Calcium dynamics are essential for several functions of granule cells such as changing membrane potential, synaptic plasticity, apoptosis, and regulation of gene transcription. The nature of the calcium signals that control the presynaptic and postsynaptic function of the olfactory bulb granule cells spines is mostly unknown.
Granule neurons have high levels of the neuronal isoform of nitric oxide synthase. This enzyme is dependent on the presence of calcium and is responsible for the production of nitric oxide (NO). This neurotransmitter is a negative regulator of granule cell precursor proliferation which promotes the differentiation of different granule cells. NO regulates interactions between granule cells and glia  and is essential for protecting the granule cells from damage. NO is also responsible for neuroplasticity and motor learning.
TrkB is responsible for the maintenance of normal synaptic connectivity of the dentate granule cells. TrkB also regulates the specific morphology (biology) of the granule cells and is thus said to be important in regulating neuronal development, neuronal plasticity, learning, and the development of epilepsy. The TrkB regulation of granule cells is important in preventing memory deficits and limbic epilepsy. This is due to the fact that dentate granule cells play a critical role in the function of the entorhinal-hippocampal circuitry in health and disease. Dentate granule cells are situated to regulate the flow of information into the hippocampus, a structure required for normal learning and memory.
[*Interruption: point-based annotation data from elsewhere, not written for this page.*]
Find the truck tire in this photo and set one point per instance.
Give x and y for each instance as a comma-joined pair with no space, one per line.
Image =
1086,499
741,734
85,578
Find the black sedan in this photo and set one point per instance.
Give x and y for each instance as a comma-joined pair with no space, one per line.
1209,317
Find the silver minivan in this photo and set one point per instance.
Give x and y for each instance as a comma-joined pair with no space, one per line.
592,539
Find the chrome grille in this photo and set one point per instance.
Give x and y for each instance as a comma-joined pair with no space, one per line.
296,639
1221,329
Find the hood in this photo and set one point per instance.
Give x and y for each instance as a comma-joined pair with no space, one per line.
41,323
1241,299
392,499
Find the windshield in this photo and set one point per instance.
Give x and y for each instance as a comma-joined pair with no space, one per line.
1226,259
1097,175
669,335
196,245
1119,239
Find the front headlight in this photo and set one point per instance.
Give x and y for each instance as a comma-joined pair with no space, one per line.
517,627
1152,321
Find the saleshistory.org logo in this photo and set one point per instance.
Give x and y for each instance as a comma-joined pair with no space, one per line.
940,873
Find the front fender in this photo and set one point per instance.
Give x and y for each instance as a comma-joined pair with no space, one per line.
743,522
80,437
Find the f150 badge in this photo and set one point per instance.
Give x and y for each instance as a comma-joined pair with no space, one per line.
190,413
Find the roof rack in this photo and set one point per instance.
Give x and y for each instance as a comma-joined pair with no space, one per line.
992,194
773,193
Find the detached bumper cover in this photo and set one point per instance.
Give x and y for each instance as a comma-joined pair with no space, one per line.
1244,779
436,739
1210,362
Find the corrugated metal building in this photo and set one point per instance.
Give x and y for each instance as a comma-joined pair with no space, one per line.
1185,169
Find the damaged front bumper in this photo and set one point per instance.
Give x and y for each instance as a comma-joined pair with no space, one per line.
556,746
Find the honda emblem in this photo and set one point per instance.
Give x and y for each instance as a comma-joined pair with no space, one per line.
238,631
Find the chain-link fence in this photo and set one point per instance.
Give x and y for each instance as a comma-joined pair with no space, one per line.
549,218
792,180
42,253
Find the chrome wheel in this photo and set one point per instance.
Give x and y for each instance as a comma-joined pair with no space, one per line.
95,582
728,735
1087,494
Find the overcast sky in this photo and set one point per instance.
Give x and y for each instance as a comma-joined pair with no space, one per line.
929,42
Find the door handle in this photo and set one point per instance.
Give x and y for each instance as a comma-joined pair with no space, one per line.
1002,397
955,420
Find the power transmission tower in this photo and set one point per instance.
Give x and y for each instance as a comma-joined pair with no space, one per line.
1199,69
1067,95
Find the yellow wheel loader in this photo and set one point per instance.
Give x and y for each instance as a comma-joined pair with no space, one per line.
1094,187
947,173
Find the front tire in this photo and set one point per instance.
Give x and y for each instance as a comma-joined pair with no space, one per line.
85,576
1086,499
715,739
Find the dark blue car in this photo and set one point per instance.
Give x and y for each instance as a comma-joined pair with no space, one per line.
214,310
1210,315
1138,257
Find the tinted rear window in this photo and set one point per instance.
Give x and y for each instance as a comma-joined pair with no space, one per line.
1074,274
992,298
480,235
Both epilepsy and depression show a disrupted production of adult-born hippocampal granule cells. Epilepsy is associated with increased production - but aberrant integration - of new cells early in the disease and decreased production late in the disease. Aberrant integration of adult-generated cells during the development of epilepsy may impair the ability of the dentate gyrus to prevent excess excitatory activity from reaching hippocampal pyramidal cells, thereby promoting seizures. Long-lasting epileptic seizure stimulate dentate granule cell neurogenesis. These newly born dentate granule cells may result in aberrant connections that result in the hippocampal network plasticity associated with epileptogenesis.
Patients suffering from Alzheimer's have shorter granule cell dendrites. Furthermore, the dendrites were less branched and had fewer spines than those in patients not suffering with Alzheimer's. However, granule cell dendrites are not an essential component of senile plaques and these plaques have no direct effect on granule cells in the dentate gyrus. The specific neurofibrillary changes of dentate granule cells occur in patients suffering from Alzheimer's, Lewy body variant and progressive supranuclear palsy.